Em sua fala, ele disse que o mundo precisa fazer todo o possível para evitar ‘uma nova guerra fria’ e pediu para que os países reforcem os laços de cooperação no momento em que a ONU completa 75 anos.

“Estamos indo em uma direção perigosa. Nosso mundo não pode ter um futuro em que as duas maiores economias do planeta se dividem em uma grande fratura – cada uma com suas próprias regras de comércio e financiamento, internet e inteligência artificial. Uma divisão econômica e tecnológica tem o risco de se tornar uma divisão militar e geoestratégica. Precisamos evitar isso a todo custo”.

Declarações ilustram momento de divisão, diz pesquisadora

Na avaliação de Elaini Silva, doutora em direito internacional pela USP e professora do mestrado profissional da PUC-SP, a diferença nos discursos dos líderes das duas maiores potências econômicas do planeta reflete o espaço dos dois países na geopolítica planetária atual.

Para ela, as falas nacionalistas de Trump são a expressão de um país que tem perdido a posição hegemônica e poder no mundo enquanto outros atores surgem. “Trump falou muito mais para o seu ambiente interno e não usou o espaço das Nações Unidas para apresentar um projeto de mundo ou um ideal a ser alcançado”, afirma.

“A China, com seu crescimento econômico, é vista como um inimigo do Estado pelo Trump.

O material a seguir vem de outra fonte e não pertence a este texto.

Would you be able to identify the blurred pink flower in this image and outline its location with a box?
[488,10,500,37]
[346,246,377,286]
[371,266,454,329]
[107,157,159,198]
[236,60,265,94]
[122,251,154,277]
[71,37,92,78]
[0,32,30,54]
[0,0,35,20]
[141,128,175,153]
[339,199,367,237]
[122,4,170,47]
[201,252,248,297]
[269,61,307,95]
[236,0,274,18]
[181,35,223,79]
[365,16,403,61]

E agora, além da economia, tem a questão do vírus. Foi um discurso muito mais belicoso”.

Por sua vez, as falas de Xi deixam claro o futuro que a China vislumbra para as Nações Unidas daqui para a frente e para o futuro da cooperação internacional. “O líder chinês desconsidera praticamente a existência dos Estados Unidos enquanto inimigo. Ele foca na experiência do que foi conquistado e construído institucionalmente e apresenta o plano da China para a ONU”, afirma.

Xi Jinping defende o fortalecimento de um sistema internacional baseado em regras, do qual as Nações Unidas são o principal exemplo, que foi criado em 1945 e completa 75 anos em 2020 sob ataques de políticos nacionalistas como Trump. “O discurso americano foi o da retração da presença do país no mundo. E o governo chinês aparece ocupando esse espaço deixado aberto”.